Build a Network
In Afghanistan, our network consisted of local villagers, elders, contractors, children, police, and even Taliban. Your network supplies you with intelligence (leads), and introduces you to other people (prospects) who become additional sources of information.
This network was important and drove much of what we did. My job has changed, but I still need and continuously develop my network. Now it consists of other brokers (commercial and residential), developers, lenders, architects, accountants, government officials, attorney’s, and various business owners.
Your network provides you expertise in other areas, answers questions, makes introductions, and even sends you new business – grow it.
Speak the Language
One of the inherent problems of operating in Afghanistan is that we didn’t speak Pashto, and the Afghans didn’t speak English. Because of this, we were forced to rely on interpreters and what we called “Pointy Talky” – essentially hand signals. Although crude, Pointy Talky actually worked pretty well, and was easier than learning Pashto (although we all picked up various phrases).

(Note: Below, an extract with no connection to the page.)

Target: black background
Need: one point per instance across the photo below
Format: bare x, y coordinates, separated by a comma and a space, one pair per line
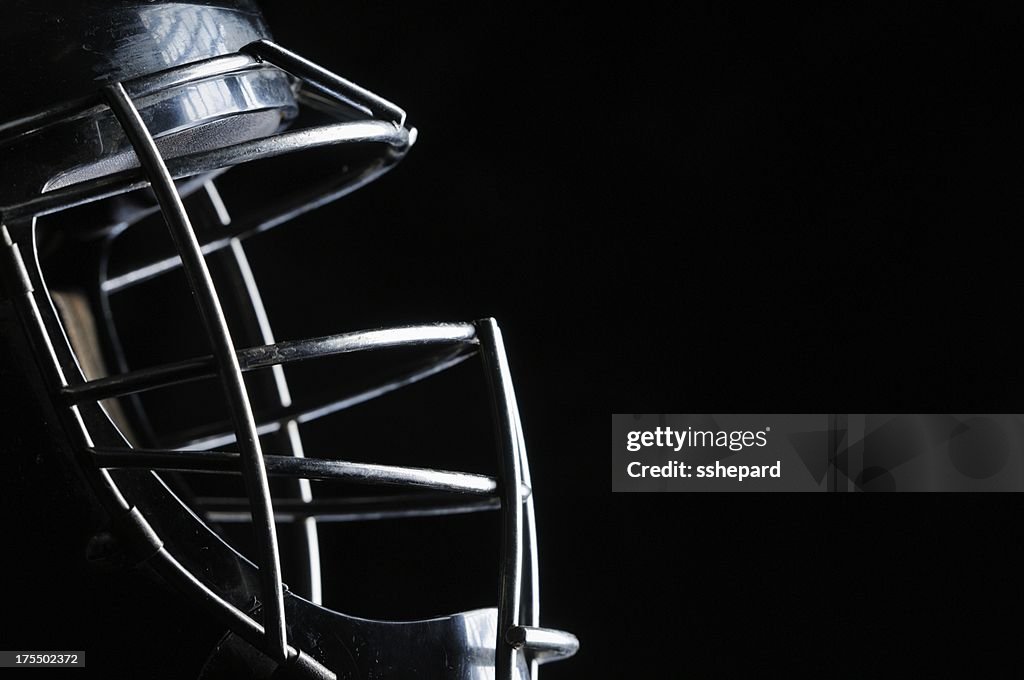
708, 210
699, 210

Bottom line – through Pointy Talky, our Afghan counterparts could understand us. You shouldn’t have to do Pointy Talky with your clients, but you need to speak their language. Not everyone understands acronyms like TI’s, psf, LOI, BTS, or CAM. They might not get zoning codes, easements, or gross vs. NNN (let alone what NNN means). Speak like a normal person, so normal people can understand you.
What’s Really Important
I joined the Army because I love my Country and I wanted to fight for it. War is dangerous – people get injured and killed every day. I don’t know a single person who fought for their country; risking their life every day, for an award or medal.
They fight for the guys on their left and right – their teammates. Your teammates become more important than anything else, and are the reason you fight – your motivation.
One of the most important things I’ve learned in real estate is to test for client motivation, and to learn what’s important to them. You can’t just assume that you already know what your clients want – you have to ask!
By asking the questions and testing motivation, you’ll find out if they’re a legit prospect, or just kicking the tires (and wasting your time). From there, you need to ask what’s important to them and continuously reevaluate throughout the entire process.